Il s'agit là, bien entendu, de douleurs qui ne sont en rapport avec aucune lésion organique, aucune maladie reconnue par les somaticiens. Ce sont les troubles " fonctionnels ". Certes, ils ont une fonction souvent méconnue ou négligée, celle d'exprimer un message. La métaphore est utile pour en comprendre le sens. " J'en ai plein le dos de la vie que je mène " peut s'exprimer par des lombalgies. La difficulté est majeure lorsque des radios de la colonne vertébrale montrent aussi une légère arthrose lombaire ! Le langage métaphorique est riche de ces allusions au corps : " gros sur le cœur ", " le souffle coupé ", " l'estomac dans les talons ", " la tête vide ".

Entendre les petites douleurs quotidiennes

Les douleurs corporelles sans lésion décelable font partie de notre quotidien. Elles sont gênantes, rarement intenses, toujours limitées dans le temps. Elles sont un sens sur lequel on ne s'attarde pas. Elles permettent de communiquer et de recevoir plus d'attention de la part des autres. Elles deviennent parfois permanentes ou se répètent régulièrement. La tournée des spécialistes n'apporte rien. Tous les examens sont désespérément normaux, toutes les investigations s'avèrent négatives. On reçoit alors, avec un certain mépris ou une suspicion de la part du corps médical, l'étiquette " malade fonctionnel ".
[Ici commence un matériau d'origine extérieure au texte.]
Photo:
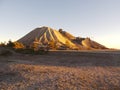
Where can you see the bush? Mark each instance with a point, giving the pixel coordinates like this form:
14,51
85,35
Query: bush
5,53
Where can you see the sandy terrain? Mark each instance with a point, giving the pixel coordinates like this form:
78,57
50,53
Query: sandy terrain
85,70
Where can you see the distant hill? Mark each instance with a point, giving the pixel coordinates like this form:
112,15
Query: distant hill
61,38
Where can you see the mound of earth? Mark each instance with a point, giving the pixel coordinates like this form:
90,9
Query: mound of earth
45,35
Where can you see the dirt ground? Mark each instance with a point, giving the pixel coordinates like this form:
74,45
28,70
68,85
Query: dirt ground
61,70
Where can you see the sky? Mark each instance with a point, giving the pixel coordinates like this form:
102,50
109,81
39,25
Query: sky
97,19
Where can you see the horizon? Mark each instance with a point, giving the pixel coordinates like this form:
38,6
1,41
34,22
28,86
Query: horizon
96,19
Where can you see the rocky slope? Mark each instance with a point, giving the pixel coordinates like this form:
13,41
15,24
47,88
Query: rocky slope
60,38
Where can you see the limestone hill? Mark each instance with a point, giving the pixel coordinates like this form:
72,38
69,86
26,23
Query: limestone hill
61,38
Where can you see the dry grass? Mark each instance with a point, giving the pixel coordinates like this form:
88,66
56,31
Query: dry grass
27,73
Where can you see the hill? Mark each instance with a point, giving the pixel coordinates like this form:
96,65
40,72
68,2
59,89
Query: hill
45,35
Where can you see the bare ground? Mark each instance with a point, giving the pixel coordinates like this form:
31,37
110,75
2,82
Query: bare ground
85,70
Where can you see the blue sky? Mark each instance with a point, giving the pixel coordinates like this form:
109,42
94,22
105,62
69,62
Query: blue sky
97,19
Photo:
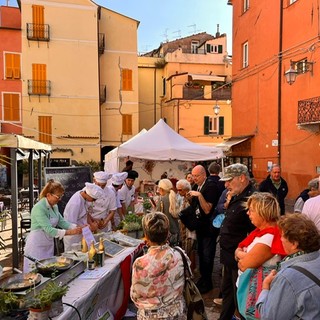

" On me dit que tout est normal, que je n'ai rien, mais je sais bien que je souffre. "Le modèle médical est mis en échec et la profession n'aime pas cela. Au mieux, on conseille d'aller consulter un psychiatre, ce à quoi le malade répond qu'il n'est pas " fou ". Le malentendu (au sens premier du terme) peut durer longtemps. Quand on n'est pas entendu, on développe des réactions d'agressivité et d'exaspération. C'est un cycle douloureux qui commence et qui favorise les positions sans nuance et diamétralement opposées entre malade et soignant. "

Publié le Vendredi 02 Juin 2000 : 02h00
Source : Zarifian É. " Des paradis plein la tête " Odile Jacob éd. (coll. opus), Paris 1997.